Faculty Member, School of Philosophy
Lecturer in Philosophy
About
I received a B.A. in Philosophy and an M.Phil. in History and Philosophy of Science from the University of Cambridge. I completed my doctorate at the Humboldt University of Berlin with a thesis on Kant’s philosophy of nature for which I was awarded the Humboldt Prize. In 2006, I returned to Cambridge to take up a Junior Research Fellowship at Sidney Sussex College. At Cambridge, I taught for the Philosophy Faculty and the Department of History and Philosophy of Science and was Director of Studies in Philosophy at Sidney Sussex College. I joined the School of Philosophy at UEA as a Lecturer in 2009.
Research areas: Kant, philosophy of science, philosophy of biology, the philosophy of nature and the environment, aesthetics
My research concerns questions regarding the implications of Kantian philosophy for philosophy of science, philosophy of biology and environmental philosophy. In my doctoral thesis, I developed an interpretation of Kant’s conception of nature and the way in which it defines our place as rational beings in the natural world. My post-doctoral work has explored the relevance of my Kantian approach to key questions in the philosophy of biology and environmental ethics.
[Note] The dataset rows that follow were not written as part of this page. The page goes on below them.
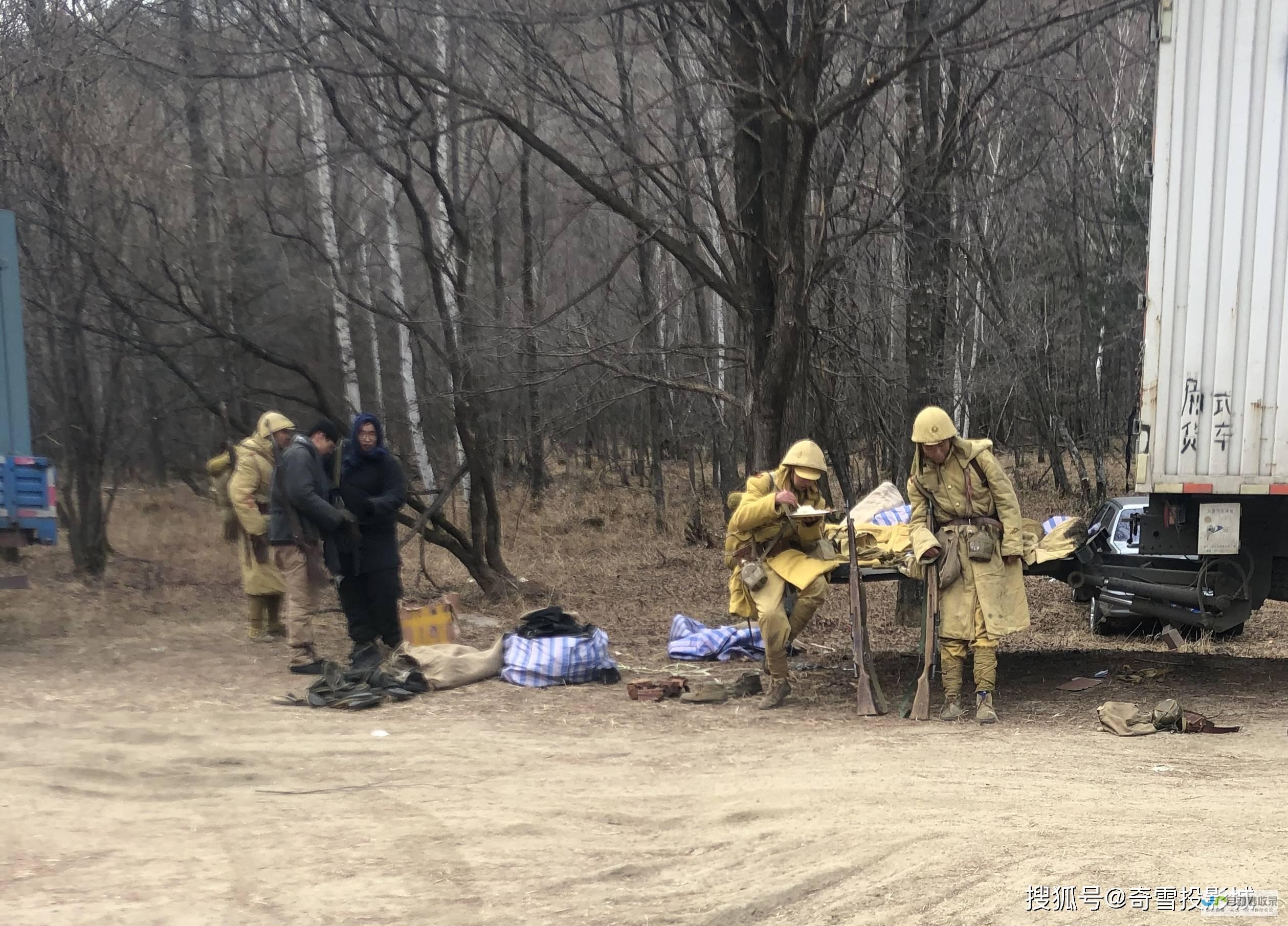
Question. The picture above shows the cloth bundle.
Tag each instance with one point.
(451, 665)
(545, 661)
(692, 641)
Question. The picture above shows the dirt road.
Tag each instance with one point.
(145, 786)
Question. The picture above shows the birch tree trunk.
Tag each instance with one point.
(314, 137)
(406, 363)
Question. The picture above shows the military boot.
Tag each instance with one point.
(777, 694)
(952, 709)
(274, 622)
(257, 620)
(985, 711)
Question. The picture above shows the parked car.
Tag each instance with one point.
(1111, 614)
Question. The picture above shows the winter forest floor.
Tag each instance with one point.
(150, 781)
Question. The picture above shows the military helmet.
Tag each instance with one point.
(272, 423)
(807, 459)
(933, 425)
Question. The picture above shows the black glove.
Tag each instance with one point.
(259, 547)
(351, 523)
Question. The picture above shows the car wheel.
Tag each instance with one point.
(1099, 625)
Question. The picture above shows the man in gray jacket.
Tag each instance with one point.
(300, 517)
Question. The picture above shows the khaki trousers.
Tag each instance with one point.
(302, 603)
(952, 659)
(776, 629)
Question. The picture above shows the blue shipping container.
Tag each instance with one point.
(28, 488)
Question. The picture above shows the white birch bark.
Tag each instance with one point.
(370, 296)
(406, 363)
(706, 212)
(443, 234)
(314, 137)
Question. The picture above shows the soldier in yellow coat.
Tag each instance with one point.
(771, 550)
(248, 496)
(965, 515)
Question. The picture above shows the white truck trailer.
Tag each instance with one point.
(1212, 446)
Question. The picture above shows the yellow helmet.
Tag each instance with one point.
(807, 459)
(933, 425)
(271, 423)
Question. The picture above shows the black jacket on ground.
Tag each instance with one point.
(375, 490)
(300, 483)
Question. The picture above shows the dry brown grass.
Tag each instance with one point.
(592, 544)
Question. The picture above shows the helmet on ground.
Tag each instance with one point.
(807, 459)
(933, 425)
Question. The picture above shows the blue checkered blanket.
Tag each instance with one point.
(556, 660)
(692, 641)
(901, 514)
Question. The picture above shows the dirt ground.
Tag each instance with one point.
(148, 780)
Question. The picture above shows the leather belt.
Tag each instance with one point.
(975, 522)
(747, 552)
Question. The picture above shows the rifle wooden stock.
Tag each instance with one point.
(921, 702)
(871, 699)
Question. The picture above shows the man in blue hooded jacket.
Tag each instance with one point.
(374, 488)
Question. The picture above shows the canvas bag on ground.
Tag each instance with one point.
(451, 665)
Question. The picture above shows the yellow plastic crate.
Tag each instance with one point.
(426, 625)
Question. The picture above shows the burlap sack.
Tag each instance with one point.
(451, 665)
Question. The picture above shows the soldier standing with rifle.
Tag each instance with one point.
(966, 520)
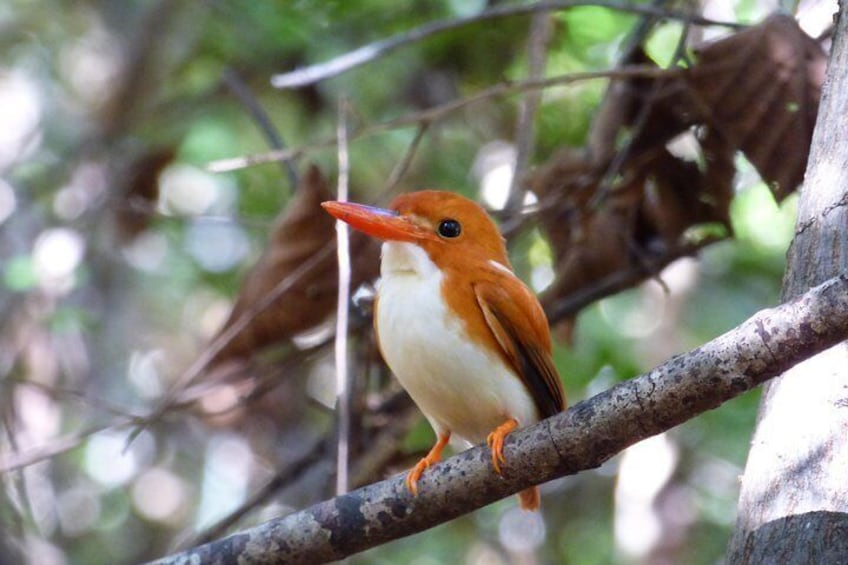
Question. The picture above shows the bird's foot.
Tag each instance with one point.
(495, 442)
(433, 457)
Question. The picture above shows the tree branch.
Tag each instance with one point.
(581, 438)
(373, 51)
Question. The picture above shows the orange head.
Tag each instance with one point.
(449, 227)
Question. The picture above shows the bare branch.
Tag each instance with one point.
(343, 395)
(582, 438)
(541, 28)
(438, 112)
(242, 91)
(378, 49)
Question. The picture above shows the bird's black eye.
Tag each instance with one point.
(449, 228)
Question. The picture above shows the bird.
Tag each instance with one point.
(465, 337)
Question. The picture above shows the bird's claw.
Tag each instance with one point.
(495, 441)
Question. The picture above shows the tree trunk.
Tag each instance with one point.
(793, 506)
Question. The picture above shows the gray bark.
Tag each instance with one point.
(581, 438)
(793, 506)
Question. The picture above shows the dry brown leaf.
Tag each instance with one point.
(300, 232)
(141, 190)
(616, 214)
(760, 89)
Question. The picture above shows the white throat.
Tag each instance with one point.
(405, 259)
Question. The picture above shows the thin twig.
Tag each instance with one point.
(241, 91)
(403, 166)
(541, 28)
(59, 446)
(378, 49)
(279, 481)
(343, 396)
(436, 113)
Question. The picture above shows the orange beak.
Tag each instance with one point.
(378, 222)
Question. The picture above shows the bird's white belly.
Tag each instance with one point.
(458, 386)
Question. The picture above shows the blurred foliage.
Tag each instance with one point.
(96, 327)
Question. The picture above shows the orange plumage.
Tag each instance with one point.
(466, 338)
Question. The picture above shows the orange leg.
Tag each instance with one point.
(495, 442)
(432, 458)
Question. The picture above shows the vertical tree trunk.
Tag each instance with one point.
(793, 507)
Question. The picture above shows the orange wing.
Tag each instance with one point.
(519, 325)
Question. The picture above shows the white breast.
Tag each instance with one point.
(457, 385)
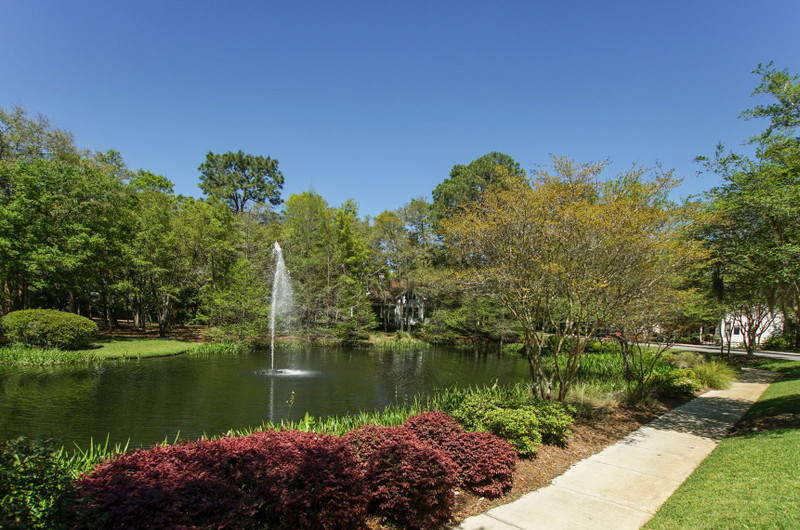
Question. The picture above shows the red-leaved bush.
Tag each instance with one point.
(283, 479)
(411, 483)
(435, 427)
(364, 441)
(485, 463)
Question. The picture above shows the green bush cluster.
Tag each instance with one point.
(678, 383)
(48, 328)
(715, 374)
(34, 484)
(779, 342)
(525, 426)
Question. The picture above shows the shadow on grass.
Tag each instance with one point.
(709, 416)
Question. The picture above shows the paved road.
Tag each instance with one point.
(738, 351)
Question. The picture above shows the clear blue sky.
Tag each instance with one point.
(376, 101)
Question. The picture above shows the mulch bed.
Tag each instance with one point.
(590, 436)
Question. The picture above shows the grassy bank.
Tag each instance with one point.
(751, 479)
(107, 349)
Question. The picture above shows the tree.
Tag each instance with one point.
(27, 139)
(754, 226)
(557, 250)
(239, 179)
(466, 182)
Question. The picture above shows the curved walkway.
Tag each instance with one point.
(625, 484)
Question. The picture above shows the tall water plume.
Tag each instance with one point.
(282, 298)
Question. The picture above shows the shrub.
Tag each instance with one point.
(686, 359)
(411, 483)
(783, 342)
(514, 348)
(715, 374)
(283, 479)
(603, 347)
(484, 463)
(48, 328)
(364, 441)
(435, 428)
(525, 427)
(680, 382)
(590, 400)
(34, 484)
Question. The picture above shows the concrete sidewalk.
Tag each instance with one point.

More specifically, I have developed a Kantian account of the regulative status of teleological concepts in the biological sciences, and proposed an analogical conception of the value of nature.
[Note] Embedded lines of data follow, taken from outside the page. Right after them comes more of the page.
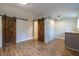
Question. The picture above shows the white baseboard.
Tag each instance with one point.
(72, 49)
(23, 40)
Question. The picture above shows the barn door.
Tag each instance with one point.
(9, 30)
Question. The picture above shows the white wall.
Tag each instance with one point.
(0, 31)
(24, 30)
(65, 25)
(49, 30)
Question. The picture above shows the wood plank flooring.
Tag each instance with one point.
(36, 48)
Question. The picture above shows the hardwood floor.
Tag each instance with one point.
(34, 48)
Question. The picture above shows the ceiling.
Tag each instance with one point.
(48, 9)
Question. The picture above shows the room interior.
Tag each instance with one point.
(39, 29)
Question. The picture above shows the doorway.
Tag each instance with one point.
(8, 30)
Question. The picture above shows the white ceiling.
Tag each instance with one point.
(48, 9)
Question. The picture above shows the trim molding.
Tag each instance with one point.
(72, 49)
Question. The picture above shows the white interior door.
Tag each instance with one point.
(36, 30)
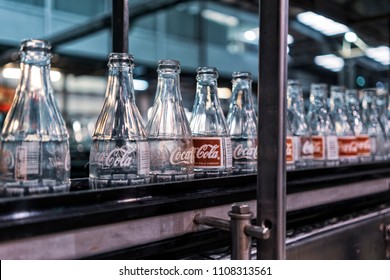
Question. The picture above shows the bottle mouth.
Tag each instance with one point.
(168, 64)
(207, 70)
(242, 75)
(35, 45)
(121, 58)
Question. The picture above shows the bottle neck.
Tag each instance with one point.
(242, 94)
(120, 83)
(168, 87)
(35, 77)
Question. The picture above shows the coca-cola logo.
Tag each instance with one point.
(241, 152)
(348, 147)
(307, 148)
(118, 157)
(208, 152)
(182, 156)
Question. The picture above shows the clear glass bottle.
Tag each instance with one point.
(321, 127)
(356, 122)
(381, 103)
(302, 140)
(242, 124)
(168, 130)
(212, 144)
(120, 152)
(290, 149)
(371, 120)
(34, 143)
(348, 146)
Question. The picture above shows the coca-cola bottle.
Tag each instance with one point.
(242, 124)
(212, 144)
(34, 145)
(169, 132)
(302, 140)
(371, 120)
(348, 147)
(290, 151)
(357, 125)
(381, 103)
(322, 129)
(120, 152)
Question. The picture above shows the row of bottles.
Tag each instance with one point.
(34, 144)
(338, 130)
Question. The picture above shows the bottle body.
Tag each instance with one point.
(303, 145)
(324, 137)
(34, 145)
(119, 153)
(212, 143)
(372, 122)
(360, 130)
(169, 134)
(242, 125)
(347, 142)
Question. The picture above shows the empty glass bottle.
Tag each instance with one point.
(119, 153)
(348, 147)
(169, 132)
(321, 127)
(302, 140)
(290, 151)
(213, 150)
(381, 103)
(34, 143)
(242, 124)
(357, 125)
(371, 120)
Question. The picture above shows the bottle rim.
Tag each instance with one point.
(32, 44)
(169, 64)
(207, 70)
(242, 74)
(120, 57)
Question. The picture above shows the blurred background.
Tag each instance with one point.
(338, 42)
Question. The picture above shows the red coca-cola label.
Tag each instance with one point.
(208, 152)
(347, 146)
(318, 147)
(182, 155)
(306, 147)
(242, 152)
(364, 145)
(289, 150)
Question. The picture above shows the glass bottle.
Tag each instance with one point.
(212, 144)
(302, 140)
(34, 143)
(290, 151)
(168, 130)
(242, 124)
(348, 146)
(357, 125)
(321, 126)
(119, 153)
(381, 103)
(371, 120)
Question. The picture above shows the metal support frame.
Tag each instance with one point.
(240, 227)
(271, 176)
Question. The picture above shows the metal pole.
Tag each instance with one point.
(241, 242)
(120, 26)
(271, 179)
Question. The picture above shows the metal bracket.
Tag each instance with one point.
(240, 227)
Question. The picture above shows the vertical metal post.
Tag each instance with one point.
(271, 177)
(120, 26)
(241, 242)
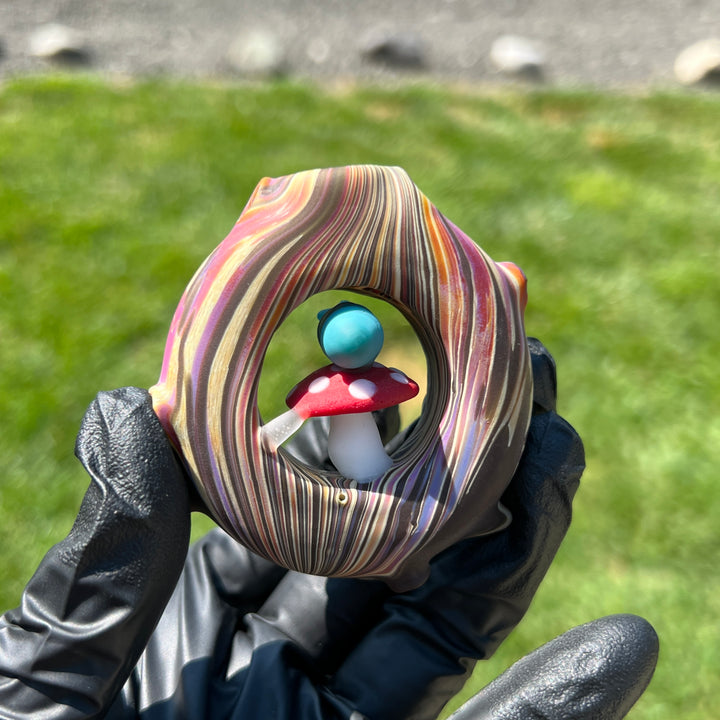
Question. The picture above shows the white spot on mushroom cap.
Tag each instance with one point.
(319, 384)
(362, 389)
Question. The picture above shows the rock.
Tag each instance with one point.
(318, 50)
(257, 54)
(59, 43)
(699, 63)
(519, 56)
(400, 50)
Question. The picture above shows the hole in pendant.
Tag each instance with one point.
(294, 352)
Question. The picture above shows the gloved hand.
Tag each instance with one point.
(242, 638)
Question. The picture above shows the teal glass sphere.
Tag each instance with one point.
(350, 335)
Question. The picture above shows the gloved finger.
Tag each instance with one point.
(239, 642)
(427, 640)
(544, 377)
(593, 672)
(93, 602)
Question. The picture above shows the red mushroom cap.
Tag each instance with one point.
(333, 390)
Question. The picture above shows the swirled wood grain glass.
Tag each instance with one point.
(366, 229)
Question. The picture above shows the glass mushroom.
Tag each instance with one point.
(348, 391)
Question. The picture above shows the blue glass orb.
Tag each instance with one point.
(350, 335)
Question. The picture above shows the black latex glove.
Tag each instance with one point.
(96, 597)
(240, 637)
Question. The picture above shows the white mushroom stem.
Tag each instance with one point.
(354, 443)
(355, 447)
(279, 429)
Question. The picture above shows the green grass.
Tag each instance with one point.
(111, 195)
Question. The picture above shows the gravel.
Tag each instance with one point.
(605, 43)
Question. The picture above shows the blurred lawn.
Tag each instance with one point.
(111, 195)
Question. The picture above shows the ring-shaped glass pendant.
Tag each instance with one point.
(366, 229)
Central to all my research is a focus on the role non-empirical principles play in empirical science and cognition. This concern has led me to investigate the role of heuristic principles in science and the nature and function of analogical judgment in human cognition. I believe that important insights can be gained from a broadly Kantian understanding of aesthetics in science, and my future research aims to spell out these insights to a general philosophical audience.
Current research projects:
(1) Aesthetics in science
How should we understand judgments about the beauty of scientific theories? What bearing do such judgments have on the truth of such theories? I am interested in investigating whether we can give answers to these questions that provide an alternative to both traditional metaphysical accounts of the link between beauty and truth and prevailing contemporary conceptions that construe this link as purely contingent. My aim is to examine whether, building on a broadly Kantian account of regulative principles in science, we may conceive of aesthetics as intrinsically tied to the aims of science by appreciating the inevitable conditions of the human perspective.
(2) A Kantian account of the nature and role of analogical reasoning in human cognition
What is it to think of something by analogy with something else? How does such consideration differ from non-analogical judgments? And what distinctive insight can analogical, as opposed to non-analogical, reasoning provide? In this second research project, I am concerned with the nature of analogical reflection and the role it plays in our understanding and study of the natural world. Building on a Kantian transcendental approach, I suggest that we can conceive of the instrumental function of analogies in science as ultimately grounded in an irreducible analogical perspective, which informs the possibility of experience and cognition more generally.
(3) Kant and the Life Sciences
My research in this area deals with Kant’s concept of the organism and of the study of living nature. I am particularly interested in Kant’s claim that biology, in contrast with the physical sciences, relies not only on causal-mechanistic explanations but also on teleological principles. One of the key Kantian insights that I have sought to develop in my work is that teleological reflection provides not only a heuristic tool for biological research but also grounds our very conception of nature as alive. Bringing together insights drawn from my concerns with (1) and (2), I have argued that this conception of nature is essentially based on analogical reflection and constitutes an awareness akin to aesthetic experience.